Formation of soil lichen crusts at reclaimed post-mining sites, Lower Lusatia, North-east Germany
Soil lichen communities can be found in many open landscapes in Europe where the soil surface is free of higher vegetation or with a sparse cover as xerothermic steppes, heaths or coastal and inland dunes . Such biological soil communities are built up by cyanobacteria, algae, bryophytes and lichens, which form complex structures with the soil mineral particles which are known as biological soil crusts. As pioneers, cryptogams play an important role in developmental processes, since they influence abiotic and biotic interactions in normal and disturbed ecosystems and may define successional pathways.
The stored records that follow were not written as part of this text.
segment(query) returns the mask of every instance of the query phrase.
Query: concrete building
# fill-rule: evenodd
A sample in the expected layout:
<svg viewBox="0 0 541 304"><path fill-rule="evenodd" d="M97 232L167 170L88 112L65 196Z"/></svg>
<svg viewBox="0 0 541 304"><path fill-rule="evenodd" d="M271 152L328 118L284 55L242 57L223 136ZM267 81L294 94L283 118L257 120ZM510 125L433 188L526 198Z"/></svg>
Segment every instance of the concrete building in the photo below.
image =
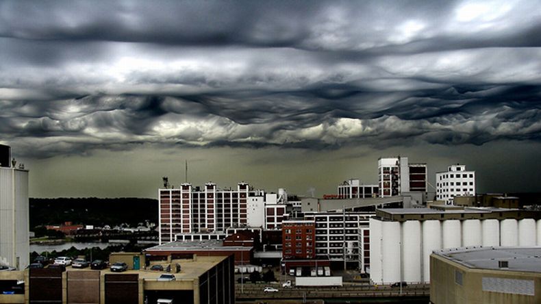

For the restoration of disturbed ecosystems, the development of soil lichen crust communities is an important successional step for the reclamation of soil and ecosystem functioning in these highly stressed ecosystems. Biological soil crusts were investigated at reclaimed post-mining sites near Welzow and Schlabendorf in Lower Lusatia (Brandenburg, Germany). Various development stages from initial biological soil crusts built up by green algae, to more developed soil crusts with mosses, as well as moss-soil lichen crusts, were classified. The spatial-temporal dynamics during the development resulted in a moss-lichens cover with discrete patches of pioneer organisms like green algae in between. At the study sites, 13 species of terricolous lichens were identified. The formation of the biological soil crust is important for the accumulation of soil organic matter in the first millimeters of the topsoil of these pioneer ecosystems. A correlation between cryptogamic biomass and soil carbon content were found.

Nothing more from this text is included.